The Night Gardener by Jonathan Auxier

The Night GardenerMolly and Kip are a brother and sister who have had a hard go of it in life. Ireland in the 1850s is a difficult place for children – famine and hard work are all they’ve ever known. In search of a better life, they’ve come to work for the Windsors in rural England, but nearly everyone in the surrounding village is telling them to turn away from the family’s decaying home on a secluded island whose centerpiece is an enormous, gnarling tree. But what else are two youngsters without a penny or a caring adult in the world to do? There are whispers that the Windsor home and family are cursed, which Molly dismisses as hogwash. Surely curses are the stuff of stories – as an amateur storyteller, she ought to know. But then she notices that the Windsors, from nervous patriarch Bertram to little Penny, grow paler and weaker with each passing day. There are the muddy bootprints that appear every single morning, the bad dreams that torment Molly night after night. And then there’s the tall, skinny man in the top hat that Kip says he’s seen outside…

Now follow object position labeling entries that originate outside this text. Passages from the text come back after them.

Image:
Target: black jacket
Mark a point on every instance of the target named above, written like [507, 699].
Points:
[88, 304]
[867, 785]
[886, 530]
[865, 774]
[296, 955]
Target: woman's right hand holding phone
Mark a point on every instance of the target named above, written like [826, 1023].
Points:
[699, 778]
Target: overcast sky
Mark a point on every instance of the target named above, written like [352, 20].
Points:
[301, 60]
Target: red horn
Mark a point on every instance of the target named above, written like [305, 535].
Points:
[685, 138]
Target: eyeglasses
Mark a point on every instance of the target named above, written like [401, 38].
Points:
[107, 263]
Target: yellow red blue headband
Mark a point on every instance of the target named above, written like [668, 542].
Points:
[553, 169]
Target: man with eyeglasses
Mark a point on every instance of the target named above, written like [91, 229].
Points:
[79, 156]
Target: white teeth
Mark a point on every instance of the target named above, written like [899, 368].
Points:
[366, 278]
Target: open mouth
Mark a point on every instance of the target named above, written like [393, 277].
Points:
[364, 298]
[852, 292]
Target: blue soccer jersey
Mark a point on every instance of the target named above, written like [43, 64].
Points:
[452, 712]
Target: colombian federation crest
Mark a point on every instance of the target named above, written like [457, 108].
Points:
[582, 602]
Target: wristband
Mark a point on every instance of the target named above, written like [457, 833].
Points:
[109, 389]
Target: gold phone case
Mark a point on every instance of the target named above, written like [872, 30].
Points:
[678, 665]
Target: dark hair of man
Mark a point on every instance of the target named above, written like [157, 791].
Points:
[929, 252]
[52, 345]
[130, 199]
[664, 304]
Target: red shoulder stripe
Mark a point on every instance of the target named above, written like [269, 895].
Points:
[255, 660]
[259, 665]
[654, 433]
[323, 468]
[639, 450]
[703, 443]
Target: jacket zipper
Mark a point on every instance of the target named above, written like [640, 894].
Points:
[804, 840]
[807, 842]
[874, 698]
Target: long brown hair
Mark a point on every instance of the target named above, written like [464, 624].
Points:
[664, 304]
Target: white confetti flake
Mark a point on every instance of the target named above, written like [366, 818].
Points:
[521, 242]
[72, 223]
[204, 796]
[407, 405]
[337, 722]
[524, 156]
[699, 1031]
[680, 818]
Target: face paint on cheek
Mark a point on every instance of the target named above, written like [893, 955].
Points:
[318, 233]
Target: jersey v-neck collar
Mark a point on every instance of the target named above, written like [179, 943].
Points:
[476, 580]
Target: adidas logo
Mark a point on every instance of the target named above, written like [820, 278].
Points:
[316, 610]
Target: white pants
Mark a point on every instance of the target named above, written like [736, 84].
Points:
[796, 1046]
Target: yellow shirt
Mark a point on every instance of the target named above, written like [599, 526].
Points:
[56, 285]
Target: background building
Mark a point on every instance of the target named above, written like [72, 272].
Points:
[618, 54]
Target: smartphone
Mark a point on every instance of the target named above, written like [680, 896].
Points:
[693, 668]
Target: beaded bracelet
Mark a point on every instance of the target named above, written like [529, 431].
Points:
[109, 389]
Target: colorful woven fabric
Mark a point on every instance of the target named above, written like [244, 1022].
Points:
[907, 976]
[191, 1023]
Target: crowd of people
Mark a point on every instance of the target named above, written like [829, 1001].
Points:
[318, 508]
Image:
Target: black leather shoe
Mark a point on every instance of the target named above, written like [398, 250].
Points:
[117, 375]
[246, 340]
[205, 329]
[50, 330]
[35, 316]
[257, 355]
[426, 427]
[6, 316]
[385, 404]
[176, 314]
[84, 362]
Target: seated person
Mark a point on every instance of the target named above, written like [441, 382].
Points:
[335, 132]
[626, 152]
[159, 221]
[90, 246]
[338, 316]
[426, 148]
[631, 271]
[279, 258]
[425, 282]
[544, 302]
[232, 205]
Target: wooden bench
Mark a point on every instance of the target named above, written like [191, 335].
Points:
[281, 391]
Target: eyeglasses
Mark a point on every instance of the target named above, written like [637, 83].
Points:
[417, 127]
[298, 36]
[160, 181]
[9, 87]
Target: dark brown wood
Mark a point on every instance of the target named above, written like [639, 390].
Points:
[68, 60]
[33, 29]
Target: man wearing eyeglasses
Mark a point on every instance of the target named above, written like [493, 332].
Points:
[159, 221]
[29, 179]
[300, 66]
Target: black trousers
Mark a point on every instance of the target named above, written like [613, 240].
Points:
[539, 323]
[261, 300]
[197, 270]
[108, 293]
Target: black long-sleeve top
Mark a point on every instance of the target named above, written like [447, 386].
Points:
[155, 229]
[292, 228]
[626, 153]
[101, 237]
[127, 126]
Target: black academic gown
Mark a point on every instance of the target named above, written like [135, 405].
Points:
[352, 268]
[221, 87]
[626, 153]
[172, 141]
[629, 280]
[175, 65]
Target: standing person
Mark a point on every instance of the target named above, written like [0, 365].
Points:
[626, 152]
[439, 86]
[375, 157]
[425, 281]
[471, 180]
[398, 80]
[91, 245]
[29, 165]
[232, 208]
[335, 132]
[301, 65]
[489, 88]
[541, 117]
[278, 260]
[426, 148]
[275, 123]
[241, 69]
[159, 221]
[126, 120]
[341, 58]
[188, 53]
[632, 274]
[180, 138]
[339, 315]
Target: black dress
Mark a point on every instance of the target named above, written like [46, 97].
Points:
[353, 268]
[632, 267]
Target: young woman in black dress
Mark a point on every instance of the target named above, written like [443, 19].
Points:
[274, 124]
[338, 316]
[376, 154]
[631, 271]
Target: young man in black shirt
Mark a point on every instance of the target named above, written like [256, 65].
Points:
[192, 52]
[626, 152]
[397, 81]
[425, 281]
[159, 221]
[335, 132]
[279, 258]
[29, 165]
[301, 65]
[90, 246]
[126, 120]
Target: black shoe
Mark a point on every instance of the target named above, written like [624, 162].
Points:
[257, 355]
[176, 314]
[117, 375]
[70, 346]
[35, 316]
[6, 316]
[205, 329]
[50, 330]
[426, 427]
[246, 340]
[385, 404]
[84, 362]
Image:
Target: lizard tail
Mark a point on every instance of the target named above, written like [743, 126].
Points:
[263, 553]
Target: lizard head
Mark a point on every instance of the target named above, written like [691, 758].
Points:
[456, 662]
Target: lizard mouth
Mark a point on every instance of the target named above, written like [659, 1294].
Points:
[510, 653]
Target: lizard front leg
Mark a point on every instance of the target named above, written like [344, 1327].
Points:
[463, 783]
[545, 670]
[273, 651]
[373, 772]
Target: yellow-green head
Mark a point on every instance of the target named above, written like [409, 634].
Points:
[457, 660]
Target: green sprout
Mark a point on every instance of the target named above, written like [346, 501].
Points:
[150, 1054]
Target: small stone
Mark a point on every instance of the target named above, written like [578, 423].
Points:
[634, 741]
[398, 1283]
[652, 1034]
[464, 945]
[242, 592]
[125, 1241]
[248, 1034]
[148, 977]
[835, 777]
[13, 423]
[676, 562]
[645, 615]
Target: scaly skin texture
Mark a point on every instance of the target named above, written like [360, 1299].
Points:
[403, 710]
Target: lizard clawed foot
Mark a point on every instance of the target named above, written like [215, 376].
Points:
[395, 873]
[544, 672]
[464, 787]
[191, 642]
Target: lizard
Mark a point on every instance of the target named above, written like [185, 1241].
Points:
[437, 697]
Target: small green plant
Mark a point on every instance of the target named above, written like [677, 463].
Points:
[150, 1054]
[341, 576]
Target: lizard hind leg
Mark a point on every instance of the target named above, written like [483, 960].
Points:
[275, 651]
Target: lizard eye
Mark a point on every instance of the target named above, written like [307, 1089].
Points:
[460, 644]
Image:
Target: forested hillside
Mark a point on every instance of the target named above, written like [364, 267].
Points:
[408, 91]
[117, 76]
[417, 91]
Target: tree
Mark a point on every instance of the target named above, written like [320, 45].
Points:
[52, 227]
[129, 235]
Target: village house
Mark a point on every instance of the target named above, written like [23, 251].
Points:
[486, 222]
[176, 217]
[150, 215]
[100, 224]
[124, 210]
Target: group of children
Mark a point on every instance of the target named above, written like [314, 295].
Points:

I love children’s horror because it’s less about grisly details and more about haunting atmospheres and moral themes. If that’s your bag, then The Night Gardener is as fine an example as you’ll ever find. Themes of human greed and discontent permeate the story, and it’s just as engaging a read for adults as it is for children. Kip and Molly are brave and feisty in distinct ways, and the Windsor family is easy to sympathize with even as their problems are mainly their own fault. I loved the slow burn and the dramatic reveal of each element of the story, and Auxier‘s pacing couldn’t be better – I was on the edge of my seat during the action scenes. Are you ready to be creeped out, or to creep out your children? The Night Gardener is worth a look.